La particolarità di Searching è che la trama si svolge interamente su uno schermo. O meglio, sugli schermi di diversi dispositivi tecnologici: un paio di computer, un cellulare, un televisore, alcune telecamere… Un linguaggio coraggioso per contestualizzare una vicenda crime nell’era contemporanea, dove qualunque informazione sembra a portata di clic e anche alle persone comuni viene naturale improvvisarsi “detective”.
Quella dei dispositivi è una mossa ardita (per quanto non unica nel suo genere) e non priva di forzature, che alla lunga può risultare un po’ soffocante. In generale però, funziona: a sostenerla quali veri punti di forza del film ci sono infatti una regia brillante – dietro la macchina da presa l’esordiente Aneesh Chaganty, americano di origina indiana – e una struttura drammaturgica solida, che rendono scorrevole la narrazione e aiutano a empatizzare coi protagonisti, nonostante il doppio filtro dello schermo dentro lo schermo. Questo si nota già dalle primissime scene, che ci raccontano in pochi minuti la nascita e l’evoluzione di una famiglia stroncata da un lutto prematuro: una sequenza asciutta ma ricca di sentimento, che ricorda vagamente l’ormai iconica sequenza d’apertura di Up. Impossibile, dopo queste prime scene, non fare il tifo per la famiglia Kim: è così che il nostro cuore è con il padre David quando, ancora segnato dalla morte della moglie, realizza con dolore che Margot, la sua unica figlia, è scomparsa nel nulla. Cercando affannosamente indizi tra i messaggi privati e i profili social di Margot, David si trova a fare i conti con un’ulteriore amara verità, ovvero che non conosce per nulla sua figlia.
Contribuiscono all’efficacia del film le buone prove di John Cho e Debra Messing, certamente non i volti più scontati per queste parti. Fa piacere vedere un nome asiatico come protagonista (non stereotipato) di un film statunitense, e la Messing dopo anni di Will & Grace forse riuscirà a ritagliarsi uno spazio al di fuori del genere comico.

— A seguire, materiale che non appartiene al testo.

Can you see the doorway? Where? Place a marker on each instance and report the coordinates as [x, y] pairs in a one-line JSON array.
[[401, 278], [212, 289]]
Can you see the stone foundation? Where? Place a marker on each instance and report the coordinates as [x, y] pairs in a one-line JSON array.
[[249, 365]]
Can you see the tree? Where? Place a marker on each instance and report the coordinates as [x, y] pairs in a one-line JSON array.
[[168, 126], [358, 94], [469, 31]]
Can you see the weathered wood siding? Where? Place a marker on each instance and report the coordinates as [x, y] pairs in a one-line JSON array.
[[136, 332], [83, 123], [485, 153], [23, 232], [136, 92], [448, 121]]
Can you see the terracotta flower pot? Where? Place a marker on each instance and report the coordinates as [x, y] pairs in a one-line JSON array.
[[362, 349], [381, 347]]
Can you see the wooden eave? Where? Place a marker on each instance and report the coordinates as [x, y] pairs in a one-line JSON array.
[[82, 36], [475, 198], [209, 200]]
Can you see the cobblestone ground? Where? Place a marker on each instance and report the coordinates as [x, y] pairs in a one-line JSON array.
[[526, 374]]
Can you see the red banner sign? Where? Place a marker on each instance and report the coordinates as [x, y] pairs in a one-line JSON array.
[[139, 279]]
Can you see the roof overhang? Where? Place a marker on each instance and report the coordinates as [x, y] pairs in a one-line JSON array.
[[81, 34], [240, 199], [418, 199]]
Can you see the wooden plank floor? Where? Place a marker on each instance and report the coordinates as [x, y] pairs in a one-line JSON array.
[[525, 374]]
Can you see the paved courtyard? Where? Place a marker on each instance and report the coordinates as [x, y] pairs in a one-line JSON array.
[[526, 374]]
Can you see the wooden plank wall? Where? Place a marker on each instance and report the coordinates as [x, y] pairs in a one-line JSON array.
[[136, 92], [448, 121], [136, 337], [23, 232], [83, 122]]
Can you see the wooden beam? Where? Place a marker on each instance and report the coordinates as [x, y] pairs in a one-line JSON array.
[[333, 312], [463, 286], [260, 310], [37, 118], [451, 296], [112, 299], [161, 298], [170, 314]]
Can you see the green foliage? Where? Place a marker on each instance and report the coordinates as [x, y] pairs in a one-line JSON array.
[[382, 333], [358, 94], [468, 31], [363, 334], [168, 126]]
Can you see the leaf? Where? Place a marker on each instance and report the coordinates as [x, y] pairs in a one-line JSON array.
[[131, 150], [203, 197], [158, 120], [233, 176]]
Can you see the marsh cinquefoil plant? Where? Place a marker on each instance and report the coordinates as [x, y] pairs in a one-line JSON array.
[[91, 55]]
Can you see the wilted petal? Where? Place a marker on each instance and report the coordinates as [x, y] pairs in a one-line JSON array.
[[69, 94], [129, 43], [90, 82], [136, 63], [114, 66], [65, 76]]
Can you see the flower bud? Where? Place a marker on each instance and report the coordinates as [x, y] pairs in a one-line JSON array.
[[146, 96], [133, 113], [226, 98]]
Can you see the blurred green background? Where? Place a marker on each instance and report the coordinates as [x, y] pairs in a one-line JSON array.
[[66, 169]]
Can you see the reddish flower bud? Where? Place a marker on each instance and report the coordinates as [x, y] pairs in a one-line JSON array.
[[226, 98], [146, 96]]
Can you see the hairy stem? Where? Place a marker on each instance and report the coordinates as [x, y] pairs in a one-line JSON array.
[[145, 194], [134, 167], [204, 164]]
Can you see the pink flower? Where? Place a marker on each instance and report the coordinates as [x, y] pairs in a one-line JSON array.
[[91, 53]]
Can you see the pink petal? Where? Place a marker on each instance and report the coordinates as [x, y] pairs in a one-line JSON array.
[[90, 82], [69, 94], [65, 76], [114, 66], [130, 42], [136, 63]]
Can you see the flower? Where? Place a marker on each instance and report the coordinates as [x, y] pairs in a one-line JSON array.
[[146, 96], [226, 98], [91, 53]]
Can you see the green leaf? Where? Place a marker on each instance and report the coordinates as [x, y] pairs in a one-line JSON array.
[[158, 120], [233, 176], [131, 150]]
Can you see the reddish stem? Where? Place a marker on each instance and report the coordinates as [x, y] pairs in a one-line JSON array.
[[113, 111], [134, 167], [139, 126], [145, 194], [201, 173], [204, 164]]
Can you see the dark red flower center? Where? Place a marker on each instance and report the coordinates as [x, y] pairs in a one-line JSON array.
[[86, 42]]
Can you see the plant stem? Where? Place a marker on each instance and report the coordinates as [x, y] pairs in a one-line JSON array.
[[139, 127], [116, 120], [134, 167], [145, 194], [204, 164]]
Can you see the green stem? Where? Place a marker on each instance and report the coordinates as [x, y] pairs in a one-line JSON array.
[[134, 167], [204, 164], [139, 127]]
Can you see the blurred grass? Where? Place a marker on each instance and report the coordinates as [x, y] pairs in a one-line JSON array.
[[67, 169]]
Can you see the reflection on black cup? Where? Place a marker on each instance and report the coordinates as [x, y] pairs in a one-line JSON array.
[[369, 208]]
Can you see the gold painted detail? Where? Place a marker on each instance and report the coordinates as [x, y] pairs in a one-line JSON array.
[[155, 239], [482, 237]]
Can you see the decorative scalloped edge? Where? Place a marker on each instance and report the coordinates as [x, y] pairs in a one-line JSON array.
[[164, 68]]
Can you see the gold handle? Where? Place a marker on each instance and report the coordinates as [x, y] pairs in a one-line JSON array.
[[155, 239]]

Estraneo a una retorica contro i rischi del digitale che apparirebbe ormai anacronistica, il film col suo linguaggio particolare sembra piuttosto volersi calare il più possibile in uno scenario attuale. Non stupisce il fatto che il regista provenga da Google, presenza preponderante nel film (come nella realtà) oltre che significativa per l’avanzamento delle indagini, tanto da far sembrare a tratti la pellicola una campagna di branded content. Ciò che resta allo spettatore comunque, al di là del linguaggio, è una buona storia. In fondo, non è questo ciò che conta di più?